The treaty lays down that Germany will raise the share of renewables in its power mix to 80% by 2030, compared to 65% planned so far.

It also increases a target for offshore wind to 30GW by 2030, compared to 20GW previously envisaged. Wind at sea should then be expanded further to 40GW in 2035, and 70GW in 2045.

“With ambition and perseverance, we will make our country a pioneer in climate protection,” Scholz said at a press conference in Berlin presenting the coalition treaty.

“With the consistent and rapid expansion of renewable energies, with an acceleration of planning law. We support industry in switching to climate-neutral production.”

To achieve the ambitious offshore expansion, areas in Germany’s outer economic zone (far offshore North Sea) should be secured, and trans-national projects in the North and Baltic Seas will be promoted.

To boost the expansion in onshore wind – which had stalled in recent years due to permitting and planning bottlenecks – the next government plans to accelerate planning and permitting, as well as changing construction legislation to introduce a target to allocate 2% of Germany’s area for wind farms.

The incoming coalition plans to facilitate repowering “without a great permitting effort,” the treaty states.

The document also foresees to expand solar power to around 200GW by 2030, from 54GW at the end of 2020. To help the ambitious target, a solar mandate will be introduced on commercial new buildings, while solar roofs should be the norm on private new houses.

At the same time, the new government plans to give bio-energy a future and will work out a biomass strategy, as well as better use Germany’s geothermal potential.

Green Party co-leader and likely new minister for economics and climate, Robert Habeck, said that while the three parties didn’t decide to increase Germany’s emission reduction target of 65% by 2030 (from 1990 levels), they have calculated that with the measures to be introduced Germany will probably overshoot that target.

The coalition treaty states that Germany’s coal exit ‘ideally’ should be done by 2030, instead of the current target of 2035-38. The massive renewables expansion and the construction of new gas-fired power stations are supposed to help that.

It seems the Greens were not able to push through a binding earlier coal exit date due to the resistance of the SPD, which has a strong base in some of Germany’s lignite mining areas, and the FDP, which wants the market to push out coal via CO2 pricing.
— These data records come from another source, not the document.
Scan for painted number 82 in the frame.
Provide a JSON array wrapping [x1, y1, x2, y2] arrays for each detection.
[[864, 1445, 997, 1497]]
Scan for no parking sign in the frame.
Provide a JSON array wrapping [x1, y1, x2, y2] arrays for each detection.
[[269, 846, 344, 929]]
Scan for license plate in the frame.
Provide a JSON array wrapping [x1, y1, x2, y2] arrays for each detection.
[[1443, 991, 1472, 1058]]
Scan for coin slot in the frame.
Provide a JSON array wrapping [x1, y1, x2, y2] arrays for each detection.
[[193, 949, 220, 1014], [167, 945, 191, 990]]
With FPD leader Christian Lindner the likely new finance minister, it will also be near-impossible to finance the renewables expansion with new debt or too much state support, which could lead to tensions with the Greens in the future government.

Scholz’s SPD in elections on September 26 had become Germany’s most voted party with 25.7% (+5.2%), while the Greens won 14.8% (+5.8%), and the FDP 11.5% (+0.7%), ousting the government led by outgoing Chancellor Angela Merkel, whose Christian Democrats (CDU/CSU) suffered heavy losses.